In a Facebook post, Sakaliene said she and Prime Minister Inga Ruginiene, who is from the same Social Democratic Party (LSDP), have "fundamentally different ideas on how to strengthen defence".
Ruginiene described the resignation as "inevitable", stressing that she could not accept that "misunderstandings and problems arise in an area as important as defence".
Lithuania, which borders Belarus and the Russian enclave of Kaliningrad, boosted its military following Russia's 2022 invasion of Ukraine, fearing it could possibly be Moscow's next target.

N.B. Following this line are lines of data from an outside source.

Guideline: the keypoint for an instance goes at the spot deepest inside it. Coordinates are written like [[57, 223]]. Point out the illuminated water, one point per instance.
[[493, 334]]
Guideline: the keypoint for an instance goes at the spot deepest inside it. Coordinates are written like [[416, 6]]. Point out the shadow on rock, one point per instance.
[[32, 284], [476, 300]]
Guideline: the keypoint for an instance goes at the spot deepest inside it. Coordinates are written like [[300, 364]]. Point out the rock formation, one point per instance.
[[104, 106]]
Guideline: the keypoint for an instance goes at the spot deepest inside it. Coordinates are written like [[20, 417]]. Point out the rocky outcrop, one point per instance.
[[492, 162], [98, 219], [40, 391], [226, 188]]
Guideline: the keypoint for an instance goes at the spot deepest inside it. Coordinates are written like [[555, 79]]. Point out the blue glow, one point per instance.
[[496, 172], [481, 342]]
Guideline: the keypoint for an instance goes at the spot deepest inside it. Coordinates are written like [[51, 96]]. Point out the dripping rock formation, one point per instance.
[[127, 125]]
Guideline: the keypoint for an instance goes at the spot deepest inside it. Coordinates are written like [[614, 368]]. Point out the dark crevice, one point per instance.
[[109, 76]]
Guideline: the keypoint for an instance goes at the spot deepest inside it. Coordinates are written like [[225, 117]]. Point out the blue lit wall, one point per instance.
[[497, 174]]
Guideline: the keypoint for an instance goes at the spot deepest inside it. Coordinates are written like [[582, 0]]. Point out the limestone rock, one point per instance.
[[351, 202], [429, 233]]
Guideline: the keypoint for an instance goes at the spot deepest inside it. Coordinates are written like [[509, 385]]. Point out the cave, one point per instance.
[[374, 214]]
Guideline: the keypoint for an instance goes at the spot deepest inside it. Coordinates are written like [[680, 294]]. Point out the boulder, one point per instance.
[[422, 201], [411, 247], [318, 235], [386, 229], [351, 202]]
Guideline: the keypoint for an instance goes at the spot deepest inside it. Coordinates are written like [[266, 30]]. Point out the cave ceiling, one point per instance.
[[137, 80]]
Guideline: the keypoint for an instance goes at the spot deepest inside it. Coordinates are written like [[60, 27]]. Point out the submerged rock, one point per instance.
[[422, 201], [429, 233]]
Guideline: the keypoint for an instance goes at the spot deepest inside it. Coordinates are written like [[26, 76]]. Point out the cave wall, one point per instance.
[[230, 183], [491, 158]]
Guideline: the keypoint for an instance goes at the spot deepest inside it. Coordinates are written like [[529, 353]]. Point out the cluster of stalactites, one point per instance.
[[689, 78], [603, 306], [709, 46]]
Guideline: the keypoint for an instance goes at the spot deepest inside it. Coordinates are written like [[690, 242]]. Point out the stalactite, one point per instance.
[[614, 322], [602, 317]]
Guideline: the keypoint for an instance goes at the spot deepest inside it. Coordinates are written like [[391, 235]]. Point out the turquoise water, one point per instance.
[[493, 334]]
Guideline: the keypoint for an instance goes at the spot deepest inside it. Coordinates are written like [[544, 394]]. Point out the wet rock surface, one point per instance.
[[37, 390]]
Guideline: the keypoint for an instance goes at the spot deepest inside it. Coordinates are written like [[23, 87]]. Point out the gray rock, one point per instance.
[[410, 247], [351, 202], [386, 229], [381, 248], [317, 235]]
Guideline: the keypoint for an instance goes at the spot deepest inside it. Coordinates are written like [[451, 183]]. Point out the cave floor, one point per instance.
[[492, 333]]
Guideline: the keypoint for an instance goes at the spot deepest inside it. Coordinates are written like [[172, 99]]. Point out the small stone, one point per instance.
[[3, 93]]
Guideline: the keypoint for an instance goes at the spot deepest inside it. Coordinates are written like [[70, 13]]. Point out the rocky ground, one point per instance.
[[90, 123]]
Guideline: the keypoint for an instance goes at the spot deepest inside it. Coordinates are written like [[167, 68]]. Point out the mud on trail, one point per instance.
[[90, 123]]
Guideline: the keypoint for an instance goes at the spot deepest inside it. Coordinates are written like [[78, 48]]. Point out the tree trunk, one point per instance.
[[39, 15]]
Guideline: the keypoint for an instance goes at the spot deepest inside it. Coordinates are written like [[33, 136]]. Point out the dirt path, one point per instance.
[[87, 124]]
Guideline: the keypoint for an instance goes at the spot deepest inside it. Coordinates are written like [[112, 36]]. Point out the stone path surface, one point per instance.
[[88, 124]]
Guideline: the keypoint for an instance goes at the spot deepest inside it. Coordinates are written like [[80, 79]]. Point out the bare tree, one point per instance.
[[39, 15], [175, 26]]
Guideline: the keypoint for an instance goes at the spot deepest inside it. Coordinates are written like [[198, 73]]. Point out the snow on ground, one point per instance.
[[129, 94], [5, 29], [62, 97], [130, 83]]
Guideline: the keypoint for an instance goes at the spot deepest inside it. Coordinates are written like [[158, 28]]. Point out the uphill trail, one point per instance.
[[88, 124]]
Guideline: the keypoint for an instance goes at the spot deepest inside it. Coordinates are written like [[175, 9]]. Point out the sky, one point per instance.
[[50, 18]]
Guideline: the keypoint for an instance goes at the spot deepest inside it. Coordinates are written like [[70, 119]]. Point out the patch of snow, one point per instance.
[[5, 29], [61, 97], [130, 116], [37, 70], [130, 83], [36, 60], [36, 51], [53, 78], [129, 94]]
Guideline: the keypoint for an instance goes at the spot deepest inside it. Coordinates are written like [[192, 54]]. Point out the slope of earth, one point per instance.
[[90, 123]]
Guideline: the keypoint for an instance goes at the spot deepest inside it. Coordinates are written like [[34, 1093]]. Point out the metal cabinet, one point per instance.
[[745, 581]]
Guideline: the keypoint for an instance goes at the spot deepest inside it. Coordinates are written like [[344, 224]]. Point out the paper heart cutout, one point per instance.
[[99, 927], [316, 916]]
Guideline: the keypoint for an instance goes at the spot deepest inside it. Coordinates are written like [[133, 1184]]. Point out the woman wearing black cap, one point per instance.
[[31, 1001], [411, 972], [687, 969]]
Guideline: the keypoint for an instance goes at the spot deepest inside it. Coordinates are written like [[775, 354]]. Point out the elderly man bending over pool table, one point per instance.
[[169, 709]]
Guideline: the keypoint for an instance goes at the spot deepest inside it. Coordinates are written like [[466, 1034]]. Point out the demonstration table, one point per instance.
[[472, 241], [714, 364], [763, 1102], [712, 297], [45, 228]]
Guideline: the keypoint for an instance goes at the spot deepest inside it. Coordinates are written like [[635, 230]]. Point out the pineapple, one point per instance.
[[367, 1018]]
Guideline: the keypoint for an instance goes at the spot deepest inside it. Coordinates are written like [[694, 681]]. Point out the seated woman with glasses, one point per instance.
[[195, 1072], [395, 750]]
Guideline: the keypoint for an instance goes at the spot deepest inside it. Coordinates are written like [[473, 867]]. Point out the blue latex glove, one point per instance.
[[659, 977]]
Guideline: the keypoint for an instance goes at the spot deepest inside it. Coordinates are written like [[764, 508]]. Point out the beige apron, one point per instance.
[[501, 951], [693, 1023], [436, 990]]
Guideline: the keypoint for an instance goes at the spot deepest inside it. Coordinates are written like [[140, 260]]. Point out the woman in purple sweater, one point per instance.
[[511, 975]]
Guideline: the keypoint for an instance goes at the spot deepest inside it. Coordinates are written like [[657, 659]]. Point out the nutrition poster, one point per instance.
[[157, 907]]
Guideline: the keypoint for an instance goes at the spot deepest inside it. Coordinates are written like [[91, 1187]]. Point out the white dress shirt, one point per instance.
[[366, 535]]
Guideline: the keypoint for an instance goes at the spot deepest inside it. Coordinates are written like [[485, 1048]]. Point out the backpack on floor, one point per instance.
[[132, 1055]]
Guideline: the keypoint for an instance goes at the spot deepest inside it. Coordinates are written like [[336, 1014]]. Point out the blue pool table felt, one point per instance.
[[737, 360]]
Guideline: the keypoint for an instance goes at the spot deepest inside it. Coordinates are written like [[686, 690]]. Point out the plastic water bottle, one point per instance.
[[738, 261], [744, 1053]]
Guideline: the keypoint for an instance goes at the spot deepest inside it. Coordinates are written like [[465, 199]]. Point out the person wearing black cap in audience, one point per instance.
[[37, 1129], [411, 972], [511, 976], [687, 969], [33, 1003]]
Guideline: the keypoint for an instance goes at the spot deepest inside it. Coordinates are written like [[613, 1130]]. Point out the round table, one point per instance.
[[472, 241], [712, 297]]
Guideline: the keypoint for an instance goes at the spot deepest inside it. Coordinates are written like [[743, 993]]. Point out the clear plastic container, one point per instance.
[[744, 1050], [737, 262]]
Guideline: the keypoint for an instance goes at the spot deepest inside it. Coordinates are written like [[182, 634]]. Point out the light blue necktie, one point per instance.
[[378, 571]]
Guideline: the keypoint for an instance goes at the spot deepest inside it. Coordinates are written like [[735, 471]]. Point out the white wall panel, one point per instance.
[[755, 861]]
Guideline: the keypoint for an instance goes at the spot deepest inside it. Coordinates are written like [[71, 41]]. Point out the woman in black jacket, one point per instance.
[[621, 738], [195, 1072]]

The dispute erupted after the minister and prime minister attended a meeting last week with defence analysts, after which some participants said they no longer expected the government to keep its promise to spend five percent of GDP on defence.
On October 15, Ruginiene announced that the draft state budget for 2026 does include 4.8 billion euros ($5.6 billion) in defence, or 5.4 percent of GDP, making Lithuania one of NATO's top spenders.
On Wednesday, the prime minister, quoted by the Baltic news agency BNS, expressed her determination to work to ensure that the defence budget "continues to increase".
She also accused Sakaliene of showing a "total lack of will" to cooperate.
Lithuania is governed by a coalition of parties, primarily the LSDP and the populist Dawn of Nemunas party.
At a summit in June in The Hague, NATO set a new target for its 32 member countries to devote five percent of GDP to defence by 2035.
In 2024, more than a quarter of NATO countries remained below the two percent target that had been the previous objective, according to the alliance's latest estimates.